My father was a much-loved, talented man with a good heart and character.  Sadly, he was plagued by recurring acute anxiety and depression. This was before the days of effective psychotropic medications. The only treatment at the time was electric shock therapy. He used to have to be hospitalized periodically for such treatments. Thankfully, they were effective and would
hold him in balance for several years at a time until his illness would recur, and the cycle would be repeated. The effect of his illness was to undermine his confidence and leave him in a position of weakness. He related well to his friends but was passive as a father. He loved me and my sister but was not very demonstrative. This meant that, as I grew up, I really had no effective
role model. Needless to say, my dad and I had unfinished business.

My dad died at his home in Alabama. I had come from my home in Vermont to be with him and my mom during the final weeks of his illness. I was in the next room, asleep when he died. I had watched him go through a long, wasting struggle with cancer and die without facing his death. The fact that he never faced his death seemed a confirmation of his inability to deal with life. I had done most of my grieving up front, during his long illness.  His death ended his suffering and was a relief to me and to my mother. I was left without grief but still with considerable sadness over his lost potential which was also my loss. Two years after his death, on my 40th birthday, something wonderful happened.

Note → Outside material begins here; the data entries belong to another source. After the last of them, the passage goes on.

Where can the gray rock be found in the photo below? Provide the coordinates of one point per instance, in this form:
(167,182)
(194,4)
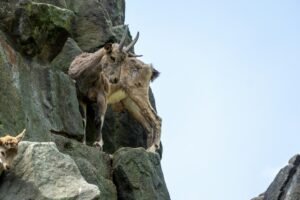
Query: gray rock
(63,60)
(115,10)
(138,175)
(95,166)
(41,29)
(42,172)
(286,185)
(92,27)
(37,43)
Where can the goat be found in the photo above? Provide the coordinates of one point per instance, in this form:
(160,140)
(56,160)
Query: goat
(114,75)
(9,150)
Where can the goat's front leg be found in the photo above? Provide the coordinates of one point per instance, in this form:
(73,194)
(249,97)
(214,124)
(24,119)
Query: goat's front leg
(102,107)
(84,117)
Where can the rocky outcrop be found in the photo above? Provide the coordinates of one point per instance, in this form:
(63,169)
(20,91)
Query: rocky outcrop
(38,40)
(42,172)
(286,185)
(138,175)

I was still living in Vermont at the time. Early on the morning of my fortieth birthday. I was drifting in an out of sleep when suddenly I found myself sitting on the end of my bed. My dad was sitting next to me—not as in a dream, but as a totally clear, vibrant reality. He was well-dressed, smiling, as if totally relaxed and happy and looked fit and healthy. He put his arm across my shoulders and said aloud: “Happy Birthday, son!” I woke and sat on the end of the bed and cried for a long time. It was a healing experience. I know that this experience occurred in the twilight between waking and sleeping when my thinking mind was not cluttering up my consciousness. The channel was open. The experience was qualitatively different from the thousands of dreams I have had in my life. None of those dreams were real. My dad’s visit was real. It healed me in that it replaced my final memory of a weak and wasted, undemonstrative father with a memory of a vibrant, healthy, loving dad. I remember these qualities to this day. The experience also opened my mind to the probability an afterlife. I do not consider my experience to be “evidence” of anything. I am comfortable with mystery. I don’t need evidence. All I needed was the reality that my dad was alive, healthy and happy and that he loved me. I have never felt the need for—or sought—any additional contact with my dad. My experience was complete.

It was a small miracle, a gift for which I am still grateful.